The Multipop Timesharing System

It is conventional to regard an operating system and a programming language implementation as being distinct entities. There are however distinct advantages to an integrated approach, since many of the constructs required for each are in fact common, for example storage management and interpreting user commands . The Multipop, timesharing system, first operational in late 1967, was based on the concurrently developed implemenation of POP-2.

Making POP-2 be the command language for the operating system and the only language available to the user made it possible, on a relatively cheap computer (64K 24-bit words of memory), to support the time-shared development of quite complex programs, with relatively rapid responses to user interactions.

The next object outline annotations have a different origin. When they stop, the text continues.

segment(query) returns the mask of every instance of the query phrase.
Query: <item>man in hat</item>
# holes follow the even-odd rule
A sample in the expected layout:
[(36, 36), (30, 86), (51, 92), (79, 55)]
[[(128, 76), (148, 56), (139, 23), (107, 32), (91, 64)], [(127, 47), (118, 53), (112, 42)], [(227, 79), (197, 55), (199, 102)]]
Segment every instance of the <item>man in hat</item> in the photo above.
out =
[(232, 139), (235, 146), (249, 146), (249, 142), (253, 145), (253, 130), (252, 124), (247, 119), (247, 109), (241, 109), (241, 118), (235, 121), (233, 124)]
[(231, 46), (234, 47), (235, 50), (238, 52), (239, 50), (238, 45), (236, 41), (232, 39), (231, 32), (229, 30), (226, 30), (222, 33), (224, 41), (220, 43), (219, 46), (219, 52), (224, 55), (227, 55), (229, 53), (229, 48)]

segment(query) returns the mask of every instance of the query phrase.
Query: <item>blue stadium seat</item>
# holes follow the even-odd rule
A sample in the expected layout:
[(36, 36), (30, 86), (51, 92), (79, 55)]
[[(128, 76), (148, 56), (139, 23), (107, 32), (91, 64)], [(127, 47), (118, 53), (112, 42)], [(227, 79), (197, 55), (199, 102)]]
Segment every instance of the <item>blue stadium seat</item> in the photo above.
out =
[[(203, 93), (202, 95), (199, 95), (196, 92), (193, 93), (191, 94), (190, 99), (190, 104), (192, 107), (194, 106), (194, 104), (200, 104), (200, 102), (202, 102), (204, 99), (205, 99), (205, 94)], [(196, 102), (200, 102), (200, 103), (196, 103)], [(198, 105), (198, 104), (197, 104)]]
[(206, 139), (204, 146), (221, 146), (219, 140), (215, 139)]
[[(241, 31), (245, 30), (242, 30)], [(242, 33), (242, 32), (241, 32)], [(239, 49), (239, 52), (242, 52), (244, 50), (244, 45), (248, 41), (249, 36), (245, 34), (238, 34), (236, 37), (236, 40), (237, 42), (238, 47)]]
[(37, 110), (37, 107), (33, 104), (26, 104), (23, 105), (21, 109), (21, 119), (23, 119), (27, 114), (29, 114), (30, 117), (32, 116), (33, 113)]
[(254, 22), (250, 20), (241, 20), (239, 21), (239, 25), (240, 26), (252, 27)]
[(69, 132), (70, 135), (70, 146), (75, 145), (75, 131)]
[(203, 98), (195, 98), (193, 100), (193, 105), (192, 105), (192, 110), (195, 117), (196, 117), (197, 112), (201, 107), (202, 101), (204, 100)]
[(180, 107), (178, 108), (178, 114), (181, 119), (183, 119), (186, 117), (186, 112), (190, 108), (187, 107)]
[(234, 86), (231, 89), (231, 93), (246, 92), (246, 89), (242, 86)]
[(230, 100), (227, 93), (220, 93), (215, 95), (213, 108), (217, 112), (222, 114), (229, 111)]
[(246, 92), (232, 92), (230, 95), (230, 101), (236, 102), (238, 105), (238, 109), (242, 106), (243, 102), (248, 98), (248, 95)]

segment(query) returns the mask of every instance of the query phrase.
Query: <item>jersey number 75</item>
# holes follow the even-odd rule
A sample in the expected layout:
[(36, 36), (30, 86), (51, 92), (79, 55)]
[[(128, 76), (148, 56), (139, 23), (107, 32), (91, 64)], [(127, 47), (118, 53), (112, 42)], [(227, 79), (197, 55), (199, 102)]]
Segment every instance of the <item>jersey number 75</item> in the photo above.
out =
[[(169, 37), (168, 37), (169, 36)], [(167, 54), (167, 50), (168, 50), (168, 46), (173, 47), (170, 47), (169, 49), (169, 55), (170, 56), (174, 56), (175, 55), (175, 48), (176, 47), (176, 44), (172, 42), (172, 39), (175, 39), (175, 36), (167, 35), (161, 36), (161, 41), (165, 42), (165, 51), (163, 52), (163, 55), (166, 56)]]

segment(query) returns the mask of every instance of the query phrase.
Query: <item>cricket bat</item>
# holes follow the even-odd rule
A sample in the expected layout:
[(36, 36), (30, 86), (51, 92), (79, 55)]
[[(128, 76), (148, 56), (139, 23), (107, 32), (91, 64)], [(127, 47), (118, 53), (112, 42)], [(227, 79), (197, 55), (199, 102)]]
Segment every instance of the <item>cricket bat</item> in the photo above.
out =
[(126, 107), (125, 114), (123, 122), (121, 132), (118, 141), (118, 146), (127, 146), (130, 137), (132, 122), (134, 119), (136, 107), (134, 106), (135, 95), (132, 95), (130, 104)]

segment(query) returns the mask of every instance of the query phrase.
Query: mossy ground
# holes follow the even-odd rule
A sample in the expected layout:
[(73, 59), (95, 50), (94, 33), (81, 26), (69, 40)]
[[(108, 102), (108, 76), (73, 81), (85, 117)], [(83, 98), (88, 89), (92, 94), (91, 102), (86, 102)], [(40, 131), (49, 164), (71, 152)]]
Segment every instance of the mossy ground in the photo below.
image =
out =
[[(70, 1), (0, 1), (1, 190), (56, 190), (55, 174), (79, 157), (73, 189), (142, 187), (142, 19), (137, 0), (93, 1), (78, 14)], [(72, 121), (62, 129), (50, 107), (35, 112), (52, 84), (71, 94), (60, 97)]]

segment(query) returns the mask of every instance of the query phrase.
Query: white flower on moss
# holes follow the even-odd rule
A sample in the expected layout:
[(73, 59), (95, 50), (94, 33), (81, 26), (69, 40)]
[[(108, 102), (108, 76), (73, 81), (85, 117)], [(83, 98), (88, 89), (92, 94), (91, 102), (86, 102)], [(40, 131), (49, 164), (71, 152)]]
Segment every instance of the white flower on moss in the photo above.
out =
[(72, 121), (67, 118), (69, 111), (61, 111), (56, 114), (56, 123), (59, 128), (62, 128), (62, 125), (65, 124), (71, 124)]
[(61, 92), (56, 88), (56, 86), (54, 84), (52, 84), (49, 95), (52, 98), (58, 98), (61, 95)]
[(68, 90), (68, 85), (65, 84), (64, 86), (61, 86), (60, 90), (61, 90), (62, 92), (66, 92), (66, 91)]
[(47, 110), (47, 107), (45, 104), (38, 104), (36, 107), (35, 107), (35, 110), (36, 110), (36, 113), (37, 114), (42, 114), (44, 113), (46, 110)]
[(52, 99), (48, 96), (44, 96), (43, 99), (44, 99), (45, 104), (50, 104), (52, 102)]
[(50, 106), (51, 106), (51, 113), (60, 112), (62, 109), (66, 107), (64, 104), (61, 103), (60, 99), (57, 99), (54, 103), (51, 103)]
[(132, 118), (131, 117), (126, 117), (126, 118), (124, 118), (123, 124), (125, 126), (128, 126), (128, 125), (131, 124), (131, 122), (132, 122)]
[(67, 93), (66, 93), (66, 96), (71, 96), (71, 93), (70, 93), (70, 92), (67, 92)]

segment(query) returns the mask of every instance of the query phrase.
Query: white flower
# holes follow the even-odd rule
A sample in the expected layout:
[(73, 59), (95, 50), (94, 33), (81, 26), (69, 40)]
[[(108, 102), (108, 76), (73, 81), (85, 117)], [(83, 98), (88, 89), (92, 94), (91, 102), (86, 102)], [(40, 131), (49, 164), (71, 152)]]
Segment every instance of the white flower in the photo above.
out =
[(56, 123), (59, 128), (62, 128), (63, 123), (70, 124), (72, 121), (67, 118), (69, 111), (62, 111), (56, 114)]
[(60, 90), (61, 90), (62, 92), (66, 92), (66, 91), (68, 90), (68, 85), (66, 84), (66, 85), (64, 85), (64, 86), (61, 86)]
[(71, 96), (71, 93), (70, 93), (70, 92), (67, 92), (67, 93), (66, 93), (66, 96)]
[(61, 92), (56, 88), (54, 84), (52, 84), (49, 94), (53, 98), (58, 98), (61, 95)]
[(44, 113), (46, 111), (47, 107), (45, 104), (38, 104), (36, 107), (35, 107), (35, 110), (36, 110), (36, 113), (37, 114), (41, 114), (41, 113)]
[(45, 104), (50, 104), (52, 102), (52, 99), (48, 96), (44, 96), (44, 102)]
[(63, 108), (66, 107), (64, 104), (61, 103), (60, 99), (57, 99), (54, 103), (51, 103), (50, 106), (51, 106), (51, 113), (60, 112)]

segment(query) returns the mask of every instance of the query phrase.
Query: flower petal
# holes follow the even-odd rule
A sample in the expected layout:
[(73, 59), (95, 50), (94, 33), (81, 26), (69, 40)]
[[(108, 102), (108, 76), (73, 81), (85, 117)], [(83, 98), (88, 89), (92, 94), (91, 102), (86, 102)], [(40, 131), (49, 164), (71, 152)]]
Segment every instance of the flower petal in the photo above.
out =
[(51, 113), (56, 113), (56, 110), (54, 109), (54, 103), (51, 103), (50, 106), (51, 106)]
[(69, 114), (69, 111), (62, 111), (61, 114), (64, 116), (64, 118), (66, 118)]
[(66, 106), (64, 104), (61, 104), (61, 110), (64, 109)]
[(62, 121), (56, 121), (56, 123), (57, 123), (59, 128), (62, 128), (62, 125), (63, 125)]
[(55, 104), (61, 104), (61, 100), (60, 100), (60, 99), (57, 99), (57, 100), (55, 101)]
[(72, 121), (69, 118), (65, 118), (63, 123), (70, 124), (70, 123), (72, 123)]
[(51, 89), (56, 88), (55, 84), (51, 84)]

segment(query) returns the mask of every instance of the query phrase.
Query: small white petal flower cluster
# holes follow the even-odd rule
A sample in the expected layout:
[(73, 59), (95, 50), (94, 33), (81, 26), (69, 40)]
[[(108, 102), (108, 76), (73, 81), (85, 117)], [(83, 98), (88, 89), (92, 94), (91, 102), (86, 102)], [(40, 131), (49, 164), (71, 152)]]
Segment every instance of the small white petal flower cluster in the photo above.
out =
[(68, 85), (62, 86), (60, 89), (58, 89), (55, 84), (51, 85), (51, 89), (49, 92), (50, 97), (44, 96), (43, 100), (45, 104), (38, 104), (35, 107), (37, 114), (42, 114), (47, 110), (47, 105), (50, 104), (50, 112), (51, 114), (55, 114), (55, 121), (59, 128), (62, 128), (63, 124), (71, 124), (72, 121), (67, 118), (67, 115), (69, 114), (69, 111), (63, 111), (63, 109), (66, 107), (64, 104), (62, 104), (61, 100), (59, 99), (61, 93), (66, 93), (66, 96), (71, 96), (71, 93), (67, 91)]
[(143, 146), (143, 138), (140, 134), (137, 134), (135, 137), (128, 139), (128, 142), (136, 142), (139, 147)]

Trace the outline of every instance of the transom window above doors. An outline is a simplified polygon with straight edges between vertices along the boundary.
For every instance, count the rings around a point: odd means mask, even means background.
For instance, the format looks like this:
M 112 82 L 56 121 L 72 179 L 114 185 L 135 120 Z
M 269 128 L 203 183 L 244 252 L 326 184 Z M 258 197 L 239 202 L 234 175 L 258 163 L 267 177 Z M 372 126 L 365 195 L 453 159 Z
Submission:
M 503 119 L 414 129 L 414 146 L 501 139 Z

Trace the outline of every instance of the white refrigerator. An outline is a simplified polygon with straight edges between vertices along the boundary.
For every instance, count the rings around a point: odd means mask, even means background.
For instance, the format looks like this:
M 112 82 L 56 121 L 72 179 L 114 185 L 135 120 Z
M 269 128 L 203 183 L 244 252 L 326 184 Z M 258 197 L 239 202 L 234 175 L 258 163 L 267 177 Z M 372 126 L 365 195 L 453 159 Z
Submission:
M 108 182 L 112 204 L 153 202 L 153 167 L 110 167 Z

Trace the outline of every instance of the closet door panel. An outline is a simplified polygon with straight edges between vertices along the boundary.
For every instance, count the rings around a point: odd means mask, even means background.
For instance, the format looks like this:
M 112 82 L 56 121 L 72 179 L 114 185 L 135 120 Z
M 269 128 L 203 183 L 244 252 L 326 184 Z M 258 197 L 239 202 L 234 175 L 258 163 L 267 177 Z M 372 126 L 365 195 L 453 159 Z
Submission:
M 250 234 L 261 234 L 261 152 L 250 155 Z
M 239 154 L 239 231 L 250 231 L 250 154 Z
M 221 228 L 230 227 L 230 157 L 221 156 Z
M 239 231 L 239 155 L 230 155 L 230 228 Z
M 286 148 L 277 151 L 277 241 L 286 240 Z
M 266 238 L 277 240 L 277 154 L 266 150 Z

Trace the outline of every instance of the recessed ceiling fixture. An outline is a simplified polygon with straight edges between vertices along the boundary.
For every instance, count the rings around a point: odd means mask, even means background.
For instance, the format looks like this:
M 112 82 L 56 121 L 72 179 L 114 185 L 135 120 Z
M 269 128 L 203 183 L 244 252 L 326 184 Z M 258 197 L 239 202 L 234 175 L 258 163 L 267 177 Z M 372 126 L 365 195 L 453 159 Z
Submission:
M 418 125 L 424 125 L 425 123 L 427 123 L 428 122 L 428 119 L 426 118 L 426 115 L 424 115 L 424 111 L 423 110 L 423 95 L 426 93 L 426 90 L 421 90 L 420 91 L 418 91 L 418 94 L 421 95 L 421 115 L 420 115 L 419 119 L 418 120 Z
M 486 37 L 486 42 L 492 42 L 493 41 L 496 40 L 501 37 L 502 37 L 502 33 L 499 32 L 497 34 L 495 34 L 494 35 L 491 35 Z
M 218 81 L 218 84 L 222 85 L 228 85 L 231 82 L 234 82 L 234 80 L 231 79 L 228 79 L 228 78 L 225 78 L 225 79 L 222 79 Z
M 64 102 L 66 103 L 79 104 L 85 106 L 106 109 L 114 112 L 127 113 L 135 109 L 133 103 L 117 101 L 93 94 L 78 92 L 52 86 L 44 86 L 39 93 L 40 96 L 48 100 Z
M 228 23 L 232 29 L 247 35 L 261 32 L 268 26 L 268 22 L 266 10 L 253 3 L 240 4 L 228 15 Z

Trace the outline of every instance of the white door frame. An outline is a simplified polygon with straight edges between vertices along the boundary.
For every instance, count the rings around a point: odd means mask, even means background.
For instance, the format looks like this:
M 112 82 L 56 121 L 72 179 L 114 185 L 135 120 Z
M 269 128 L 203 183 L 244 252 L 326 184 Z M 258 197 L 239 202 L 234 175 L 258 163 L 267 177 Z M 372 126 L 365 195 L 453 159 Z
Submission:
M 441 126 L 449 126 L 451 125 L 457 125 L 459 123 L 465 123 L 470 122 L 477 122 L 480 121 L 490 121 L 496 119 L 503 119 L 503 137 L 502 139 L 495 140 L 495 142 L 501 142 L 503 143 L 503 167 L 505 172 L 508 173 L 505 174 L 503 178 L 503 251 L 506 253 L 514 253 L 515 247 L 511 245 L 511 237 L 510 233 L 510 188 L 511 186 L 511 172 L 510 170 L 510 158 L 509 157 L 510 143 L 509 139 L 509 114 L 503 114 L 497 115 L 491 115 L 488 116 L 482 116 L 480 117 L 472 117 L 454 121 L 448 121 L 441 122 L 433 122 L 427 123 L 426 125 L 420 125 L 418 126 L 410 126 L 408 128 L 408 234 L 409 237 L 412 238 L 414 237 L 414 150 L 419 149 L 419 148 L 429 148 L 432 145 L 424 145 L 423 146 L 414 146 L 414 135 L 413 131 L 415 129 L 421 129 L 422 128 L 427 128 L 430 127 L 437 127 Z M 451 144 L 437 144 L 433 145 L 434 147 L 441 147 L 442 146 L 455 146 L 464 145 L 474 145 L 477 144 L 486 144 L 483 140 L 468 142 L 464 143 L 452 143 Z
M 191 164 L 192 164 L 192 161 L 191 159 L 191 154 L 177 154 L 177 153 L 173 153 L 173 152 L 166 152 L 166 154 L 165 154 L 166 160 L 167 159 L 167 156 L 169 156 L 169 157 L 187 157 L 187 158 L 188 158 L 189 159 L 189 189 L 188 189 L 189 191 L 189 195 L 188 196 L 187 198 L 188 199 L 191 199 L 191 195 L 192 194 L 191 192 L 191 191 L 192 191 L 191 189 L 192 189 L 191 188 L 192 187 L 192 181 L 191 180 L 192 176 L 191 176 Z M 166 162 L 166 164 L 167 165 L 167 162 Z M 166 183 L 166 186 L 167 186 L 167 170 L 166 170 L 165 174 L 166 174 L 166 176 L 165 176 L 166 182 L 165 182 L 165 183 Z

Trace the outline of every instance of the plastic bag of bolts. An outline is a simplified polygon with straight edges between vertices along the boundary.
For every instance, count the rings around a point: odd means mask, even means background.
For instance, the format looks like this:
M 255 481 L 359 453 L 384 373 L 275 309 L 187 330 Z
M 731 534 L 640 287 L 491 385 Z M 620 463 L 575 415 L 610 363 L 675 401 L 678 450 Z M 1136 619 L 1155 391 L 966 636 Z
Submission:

Incorporating device handlers `cannibalised' from the earlier MiniMac project, it supported much of the symbolic computation work at Edinburgh until the early-70's.

Using a functional language with a properly implemented concept of closure is of considerable benefit in supporting the presentation of devices such as disks to a user in an encapsulated form . Multipop employed no conventional hardware protection mechanisms; instead its security was guaranteed by the fact that access to system resources was obtained via closures of device access functions, and on built in restrictions on code-generation embodied in the compiler. Being system-generated and opaque, there was way in which a user could obtain inappropriate access to system resources via these closures. Moreover, as compared with a context switch, a closure is a light-weight means of encapsulating capabilities.